I have to start painting something other than him. If only as a ruse to use as a decoy for my obsession of him, I must capture other objects.
I began to walk through my village with a different view. I now view everything through a lens of beauty.
Even the black, basalt stone that our house is constructed with is at risk for interpretation through my brush.
The day I happen upon the lilly flower in the pond I am ecstatic. I rush back to my house and grab a canvas, paints and a brush.
The purple petals emerge from the pad as if they are royalty amongst flowers. The striking shade of yellow in the middle make my insides flutter with joy. What beauty is before me!
I feel as if God has opened up my heart through this silly brush, I grasp so desperately, to a world which I have not seen.
Tenderly I dip the hairs of my brush into the colored oils seeking to recreate God’s magnificent beauty.
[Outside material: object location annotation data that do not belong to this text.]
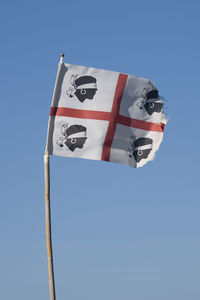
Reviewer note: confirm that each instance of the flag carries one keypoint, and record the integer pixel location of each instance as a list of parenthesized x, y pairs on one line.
[(105, 115)]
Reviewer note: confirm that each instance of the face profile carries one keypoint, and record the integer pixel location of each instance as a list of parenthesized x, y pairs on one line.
[(140, 148), (151, 101), (73, 137), (83, 87)]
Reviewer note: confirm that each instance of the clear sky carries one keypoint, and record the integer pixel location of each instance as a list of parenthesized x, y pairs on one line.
[(118, 233)]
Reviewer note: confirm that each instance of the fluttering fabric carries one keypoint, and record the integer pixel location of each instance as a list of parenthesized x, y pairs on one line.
[(105, 115)]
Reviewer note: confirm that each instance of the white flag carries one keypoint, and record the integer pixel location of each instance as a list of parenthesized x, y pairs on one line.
[(105, 115)]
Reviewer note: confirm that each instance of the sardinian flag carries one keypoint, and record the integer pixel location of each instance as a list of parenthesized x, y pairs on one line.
[(105, 115)]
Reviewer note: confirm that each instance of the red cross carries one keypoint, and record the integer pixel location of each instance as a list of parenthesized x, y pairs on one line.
[(112, 117)]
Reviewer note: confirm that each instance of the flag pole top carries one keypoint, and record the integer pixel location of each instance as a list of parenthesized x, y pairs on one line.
[(61, 58)]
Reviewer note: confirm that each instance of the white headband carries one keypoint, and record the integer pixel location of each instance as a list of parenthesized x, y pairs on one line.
[(144, 147), (77, 135), (87, 86)]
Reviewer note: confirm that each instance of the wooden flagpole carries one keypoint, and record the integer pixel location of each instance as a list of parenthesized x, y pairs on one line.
[(47, 197)]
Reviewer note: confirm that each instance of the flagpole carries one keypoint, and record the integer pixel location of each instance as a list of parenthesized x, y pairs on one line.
[(47, 196)]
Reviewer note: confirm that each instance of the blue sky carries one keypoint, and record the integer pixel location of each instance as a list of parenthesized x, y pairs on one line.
[(118, 233)]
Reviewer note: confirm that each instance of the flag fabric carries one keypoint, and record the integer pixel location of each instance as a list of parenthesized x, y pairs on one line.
[(105, 115)]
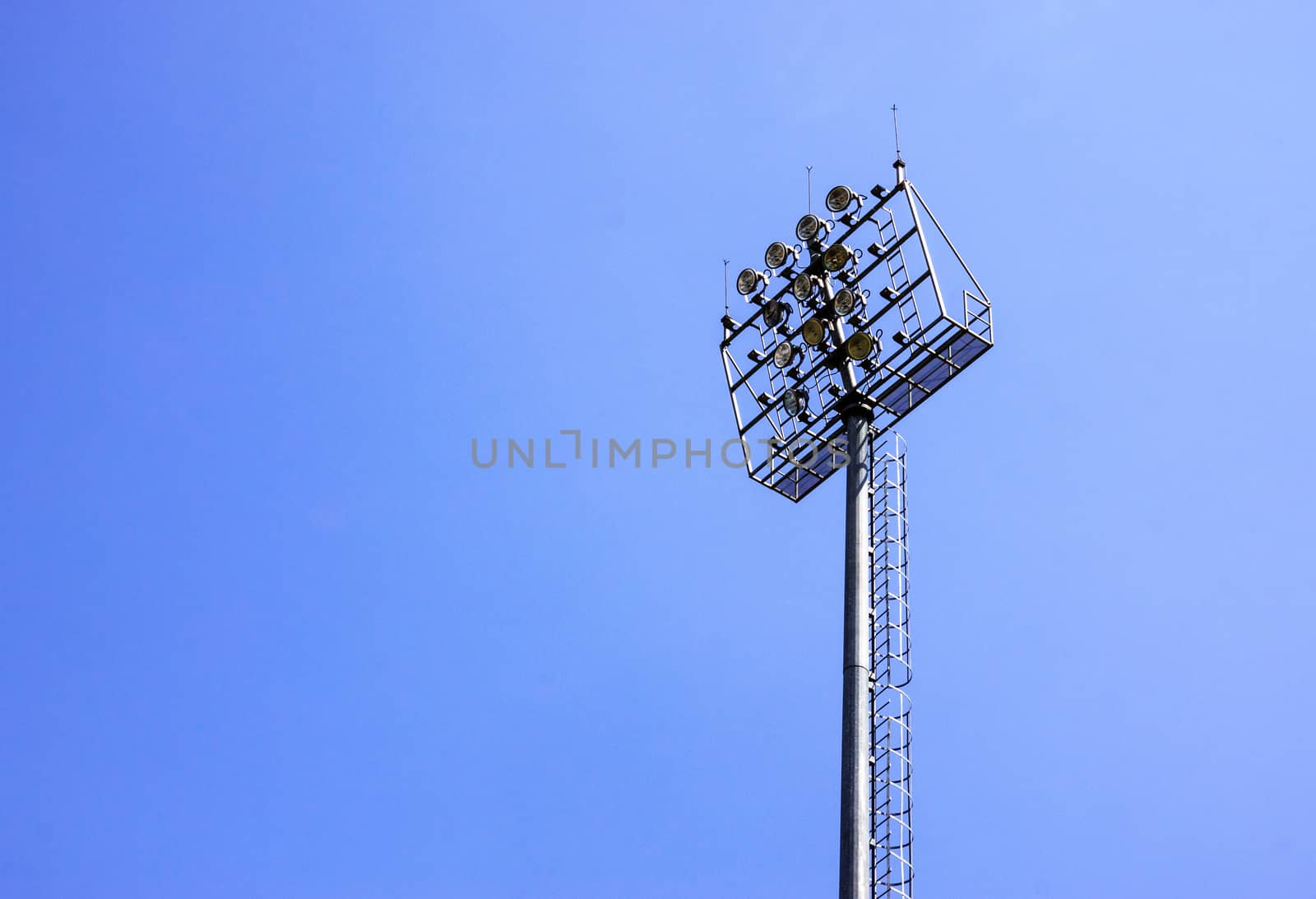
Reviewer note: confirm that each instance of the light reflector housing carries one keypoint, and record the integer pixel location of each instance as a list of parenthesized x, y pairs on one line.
[(844, 302), (809, 227), (783, 355), (802, 287), (860, 346), (778, 254), (840, 197), (837, 257)]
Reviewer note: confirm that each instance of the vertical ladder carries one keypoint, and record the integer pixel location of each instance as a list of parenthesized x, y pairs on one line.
[(888, 708)]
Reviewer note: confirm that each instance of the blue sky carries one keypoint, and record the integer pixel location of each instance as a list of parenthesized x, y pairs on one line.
[(265, 631)]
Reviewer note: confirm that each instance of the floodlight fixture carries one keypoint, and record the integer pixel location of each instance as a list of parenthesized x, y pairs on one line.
[(809, 228), (837, 257), (748, 280), (776, 313), (778, 256), (840, 197), (842, 303), (859, 346), (795, 401), (828, 383)]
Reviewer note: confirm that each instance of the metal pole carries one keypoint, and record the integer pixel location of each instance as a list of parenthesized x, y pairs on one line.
[(855, 734)]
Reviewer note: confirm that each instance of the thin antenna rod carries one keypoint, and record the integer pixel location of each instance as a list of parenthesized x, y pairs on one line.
[(895, 124), (727, 296)]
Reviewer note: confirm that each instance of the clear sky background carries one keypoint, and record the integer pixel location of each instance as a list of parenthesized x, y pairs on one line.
[(267, 270)]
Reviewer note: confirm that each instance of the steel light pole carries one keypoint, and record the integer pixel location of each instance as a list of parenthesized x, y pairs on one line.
[(811, 381)]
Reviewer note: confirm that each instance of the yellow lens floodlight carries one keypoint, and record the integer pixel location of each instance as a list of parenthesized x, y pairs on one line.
[(837, 257), (840, 197), (860, 346)]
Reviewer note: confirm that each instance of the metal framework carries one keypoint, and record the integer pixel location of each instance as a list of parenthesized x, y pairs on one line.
[(888, 714), (822, 394), (927, 322)]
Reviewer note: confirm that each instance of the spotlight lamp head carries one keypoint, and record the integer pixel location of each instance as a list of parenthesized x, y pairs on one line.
[(778, 256), (837, 257), (783, 355), (809, 227), (776, 313), (860, 346), (840, 197), (802, 287), (844, 302), (795, 401), (748, 280), (813, 332)]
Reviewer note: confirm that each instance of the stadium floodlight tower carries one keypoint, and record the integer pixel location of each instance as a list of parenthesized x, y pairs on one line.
[(813, 387)]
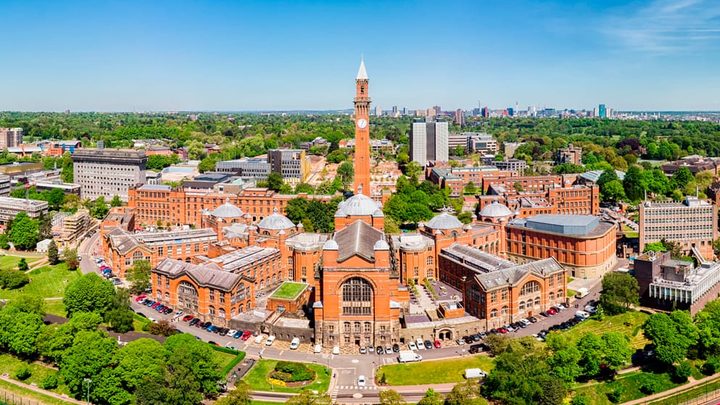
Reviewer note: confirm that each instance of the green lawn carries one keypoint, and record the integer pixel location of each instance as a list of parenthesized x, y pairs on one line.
[(433, 372), (45, 282), (628, 323), (629, 384), (258, 380), (35, 397), (9, 364), (289, 290), (10, 262)]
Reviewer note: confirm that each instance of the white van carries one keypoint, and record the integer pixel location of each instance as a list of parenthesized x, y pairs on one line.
[(407, 356), (474, 373)]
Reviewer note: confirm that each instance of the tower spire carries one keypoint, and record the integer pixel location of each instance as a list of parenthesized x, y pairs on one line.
[(362, 73)]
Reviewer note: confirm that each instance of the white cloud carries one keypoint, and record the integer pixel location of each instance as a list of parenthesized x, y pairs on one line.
[(667, 27)]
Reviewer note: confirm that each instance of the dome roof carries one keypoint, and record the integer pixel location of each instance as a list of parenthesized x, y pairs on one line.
[(227, 210), (358, 205), (276, 221), (444, 221), (495, 210)]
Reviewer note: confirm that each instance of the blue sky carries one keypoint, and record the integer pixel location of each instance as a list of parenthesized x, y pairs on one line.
[(259, 55)]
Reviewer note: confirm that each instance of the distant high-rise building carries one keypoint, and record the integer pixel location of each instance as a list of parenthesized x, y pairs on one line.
[(429, 142), (10, 137), (459, 117)]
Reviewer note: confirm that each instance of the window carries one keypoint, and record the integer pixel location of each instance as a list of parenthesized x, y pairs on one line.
[(356, 297), (530, 287)]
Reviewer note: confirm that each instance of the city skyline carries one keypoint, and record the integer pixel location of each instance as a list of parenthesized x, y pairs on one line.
[(654, 55)]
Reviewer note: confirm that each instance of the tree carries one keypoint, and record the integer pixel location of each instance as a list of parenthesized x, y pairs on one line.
[(89, 293), (391, 397), (53, 257), (71, 258), (116, 201), (139, 276), (24, 232), (307, 397), (672, 335), (275, 181), (612, 191), (90, 353), (239, 396), (431, 397), (465, 393), (619, 292)]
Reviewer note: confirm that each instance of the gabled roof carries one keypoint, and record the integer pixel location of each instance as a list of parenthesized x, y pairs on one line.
[(357, 239), (206, 275)]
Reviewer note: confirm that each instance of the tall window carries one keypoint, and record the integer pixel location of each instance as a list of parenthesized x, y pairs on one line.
[(530, 287), (356, 297)]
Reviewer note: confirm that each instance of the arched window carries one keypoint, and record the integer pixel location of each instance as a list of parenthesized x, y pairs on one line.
[(356, 297), (187, 296), (530, 287)]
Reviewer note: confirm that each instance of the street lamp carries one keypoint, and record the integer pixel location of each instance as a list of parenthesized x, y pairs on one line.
[(86, 384)]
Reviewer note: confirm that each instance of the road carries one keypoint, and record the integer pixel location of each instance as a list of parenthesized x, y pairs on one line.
[(346, 368)]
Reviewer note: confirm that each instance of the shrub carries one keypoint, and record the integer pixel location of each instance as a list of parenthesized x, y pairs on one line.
[(615, 395), (683, 371), (289, 371), (712, 365), (23, 373), (649, 384), (50, 382), (580, 400), (12, 279)]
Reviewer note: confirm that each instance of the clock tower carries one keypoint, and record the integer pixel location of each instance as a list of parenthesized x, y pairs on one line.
[(362, 133)]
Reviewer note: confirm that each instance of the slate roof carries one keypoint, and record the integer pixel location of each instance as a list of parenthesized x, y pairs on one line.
[(357, 239)]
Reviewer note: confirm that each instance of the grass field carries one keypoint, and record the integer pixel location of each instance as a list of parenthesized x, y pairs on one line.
[(10, 262), (628, 323), (629, 384), (257, 378), (29, 396), (289, 290), (45, 282), (10, 364), (432, 372)]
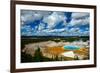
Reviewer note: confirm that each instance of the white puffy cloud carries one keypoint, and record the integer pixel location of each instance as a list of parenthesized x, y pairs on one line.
[(75, 22), (79, 19), (41, 26), (31, 16), (79, 15)]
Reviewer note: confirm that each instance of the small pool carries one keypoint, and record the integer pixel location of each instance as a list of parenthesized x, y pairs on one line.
[(71, 47)]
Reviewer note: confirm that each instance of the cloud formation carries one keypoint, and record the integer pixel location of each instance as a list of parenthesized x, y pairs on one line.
[(53, 23)]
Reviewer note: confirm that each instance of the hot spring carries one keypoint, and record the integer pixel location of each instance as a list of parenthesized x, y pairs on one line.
[(71, 47)]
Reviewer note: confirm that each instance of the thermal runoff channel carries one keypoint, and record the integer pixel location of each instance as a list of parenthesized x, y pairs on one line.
[(54, 36)]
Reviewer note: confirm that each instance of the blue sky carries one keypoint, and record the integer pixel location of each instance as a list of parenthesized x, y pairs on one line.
[(54, 23)]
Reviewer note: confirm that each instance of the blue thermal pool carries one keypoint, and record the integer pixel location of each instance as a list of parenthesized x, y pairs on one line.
[(71, 47)]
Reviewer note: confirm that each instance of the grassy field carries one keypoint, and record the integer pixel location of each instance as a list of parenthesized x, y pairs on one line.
[(38, 56)]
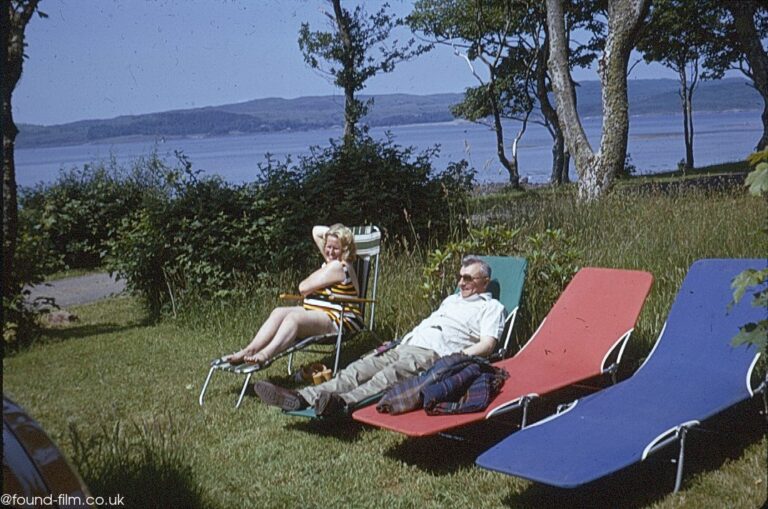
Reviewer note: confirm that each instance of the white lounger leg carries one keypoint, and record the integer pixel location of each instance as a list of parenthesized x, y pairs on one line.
[(681, 458), (205, 385), (242, 391)]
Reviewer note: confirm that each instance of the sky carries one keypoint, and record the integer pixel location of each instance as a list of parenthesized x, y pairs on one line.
[(105, 58)]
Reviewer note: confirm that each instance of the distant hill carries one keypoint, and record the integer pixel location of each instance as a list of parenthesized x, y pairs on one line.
[(304, 113)]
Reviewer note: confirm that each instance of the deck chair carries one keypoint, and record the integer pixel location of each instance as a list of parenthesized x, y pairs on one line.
[(507, 280), (582, 337), (692, 373), (368, 244)]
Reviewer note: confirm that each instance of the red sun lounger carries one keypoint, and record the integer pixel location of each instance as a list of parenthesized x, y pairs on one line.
[(593, 318), (693, 373)]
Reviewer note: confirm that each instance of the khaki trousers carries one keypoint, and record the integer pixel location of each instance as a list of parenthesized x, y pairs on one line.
[(374, 373)]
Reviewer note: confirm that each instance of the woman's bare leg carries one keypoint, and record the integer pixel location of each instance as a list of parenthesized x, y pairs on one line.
[(264, 335), (299, 323)]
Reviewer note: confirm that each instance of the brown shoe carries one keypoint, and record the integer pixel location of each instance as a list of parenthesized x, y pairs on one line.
[(274, 395), (329, 403)]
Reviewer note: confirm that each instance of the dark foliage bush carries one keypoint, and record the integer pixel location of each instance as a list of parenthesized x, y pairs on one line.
[(374, 182), (173, 234)]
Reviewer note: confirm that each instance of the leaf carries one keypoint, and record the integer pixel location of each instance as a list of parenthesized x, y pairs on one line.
[(757, 180), (746, 279), (755, 334)]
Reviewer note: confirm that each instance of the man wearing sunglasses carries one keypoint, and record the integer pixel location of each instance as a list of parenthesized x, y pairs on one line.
[(469, 321)]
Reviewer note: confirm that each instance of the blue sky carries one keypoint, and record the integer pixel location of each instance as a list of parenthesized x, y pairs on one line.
[(105, 58)]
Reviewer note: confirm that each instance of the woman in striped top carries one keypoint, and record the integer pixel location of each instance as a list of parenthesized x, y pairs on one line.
[(317, 315)]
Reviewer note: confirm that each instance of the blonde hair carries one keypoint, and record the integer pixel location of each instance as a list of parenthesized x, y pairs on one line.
[(346, 239)]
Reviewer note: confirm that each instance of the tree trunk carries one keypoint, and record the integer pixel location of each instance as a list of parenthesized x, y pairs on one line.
[(596, 171), (12, 25), (743, 12), (685, 99), (351, 106), (559, 174), (510, 166), (689, 162)]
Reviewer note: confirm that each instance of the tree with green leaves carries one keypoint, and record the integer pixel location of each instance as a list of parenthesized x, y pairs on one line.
[(509, 41), (676, 35), (738, 42), (14, 17), (487, 32), (596, 170), (356, 48)]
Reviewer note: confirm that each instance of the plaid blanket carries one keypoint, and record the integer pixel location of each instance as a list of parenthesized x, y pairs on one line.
[(457, 383)]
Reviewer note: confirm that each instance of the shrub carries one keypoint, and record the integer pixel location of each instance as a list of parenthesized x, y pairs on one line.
[(374, 182), (205, 238), (72, 218)]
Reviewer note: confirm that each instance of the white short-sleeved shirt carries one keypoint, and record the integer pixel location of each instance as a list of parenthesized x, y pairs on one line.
[(458, 324)]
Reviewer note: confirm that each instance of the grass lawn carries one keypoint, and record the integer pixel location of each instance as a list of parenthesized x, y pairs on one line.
[(119, 395)]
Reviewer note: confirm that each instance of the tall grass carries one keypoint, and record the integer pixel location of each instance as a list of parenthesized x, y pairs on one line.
[(120, 395)]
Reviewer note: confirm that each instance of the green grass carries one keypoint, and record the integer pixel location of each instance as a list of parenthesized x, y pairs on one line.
[(119, 395)]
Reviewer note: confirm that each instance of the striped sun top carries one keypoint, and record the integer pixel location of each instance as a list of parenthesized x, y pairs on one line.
[(318, 301)]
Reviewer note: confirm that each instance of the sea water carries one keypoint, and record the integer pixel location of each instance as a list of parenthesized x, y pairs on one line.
[(655, 144)]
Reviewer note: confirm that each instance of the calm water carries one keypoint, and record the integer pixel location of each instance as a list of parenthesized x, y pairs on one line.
[(655, 144)]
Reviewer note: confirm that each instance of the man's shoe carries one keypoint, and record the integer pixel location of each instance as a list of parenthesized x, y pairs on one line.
[(329, 403), (274, 395)]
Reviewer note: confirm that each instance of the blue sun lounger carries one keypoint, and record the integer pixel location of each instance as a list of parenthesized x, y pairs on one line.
[(692, 374)]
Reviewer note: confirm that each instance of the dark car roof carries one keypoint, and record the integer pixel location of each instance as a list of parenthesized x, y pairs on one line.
[(32, 464)]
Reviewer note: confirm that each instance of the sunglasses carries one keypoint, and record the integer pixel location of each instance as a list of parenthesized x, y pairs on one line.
[(467, 278)]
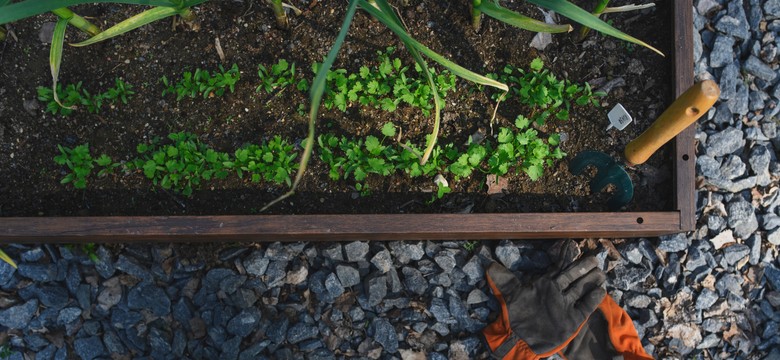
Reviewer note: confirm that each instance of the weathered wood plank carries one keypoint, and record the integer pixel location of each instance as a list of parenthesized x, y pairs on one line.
[(336, 227), (398, 226), (685, 152)]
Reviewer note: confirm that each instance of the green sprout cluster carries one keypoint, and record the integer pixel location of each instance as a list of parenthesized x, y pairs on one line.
[(81, 163), (545, 94), (184, 163), (279, 76), (202, 83), (384, 86), (73, 96)]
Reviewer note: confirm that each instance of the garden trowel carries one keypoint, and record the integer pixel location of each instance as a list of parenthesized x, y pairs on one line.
[(688, 108)]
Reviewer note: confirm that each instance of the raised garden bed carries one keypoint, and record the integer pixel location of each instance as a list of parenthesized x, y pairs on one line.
[(306, 222)]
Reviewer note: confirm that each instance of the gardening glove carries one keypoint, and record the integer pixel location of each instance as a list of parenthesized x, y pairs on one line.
[(608, 333), (541, 319)]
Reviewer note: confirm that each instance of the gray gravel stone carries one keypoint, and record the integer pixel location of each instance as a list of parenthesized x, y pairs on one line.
[(673, 243), (706, 299), (149, 297), (68, 315), (256, 264), (32, 255), (733, 26), (6, 273), (105, 264), (356, 251), (629, 277), (89, 348), (722, 52), (732, 167), (729, 282), (383, 261), (773, 237), (244, 323), (476, 296), (19, 316), (742, 217), (508, 254), (414, 280), (772, 275), (384, 334), (376, 288), (333, 286), (760, 158), (772, 8), (348, 275), (441, 312), (739, 103), (405, 252), (132, 267), (52, 296), (735, 253), (333, 252), (754, 243), (301, 331), (723, 115), (38, 272), (446, 261), (725, 142), (707, 166), (757, 68)]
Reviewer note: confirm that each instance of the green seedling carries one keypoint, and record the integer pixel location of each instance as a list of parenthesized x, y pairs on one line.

I am lost in the moment as the moment travels forcefully to become an hour. The sun is setting in the West as I finish the last of what looks like porcupine quills surrounding the yellow center.
My back is hurting from the frozen posture that I have entertained throughout the afternoon. I lay my canvas down and get up to stretch, brushing the hair out of my eyes and allow my eyes to wander.
They didn’t wander long. My love was gazing at me from across the pond. Our eyes locked as the sun slid down the sky. He flashed me an amused look and spun on his heels, walking away.
He had a sack over his shoulder and he was walking away from our village, not towards it.
My first impulse was to dash after him. I would beg him to take me with him. If that didn’t work, I would forbid him from taking even one more step away from me.
How did I get to be this way?
It didn’t feel like love, it felt like fear. If I loved him I would not be trying to cage him.
There is something wrong with the way I love. I must talk with God about that this evening.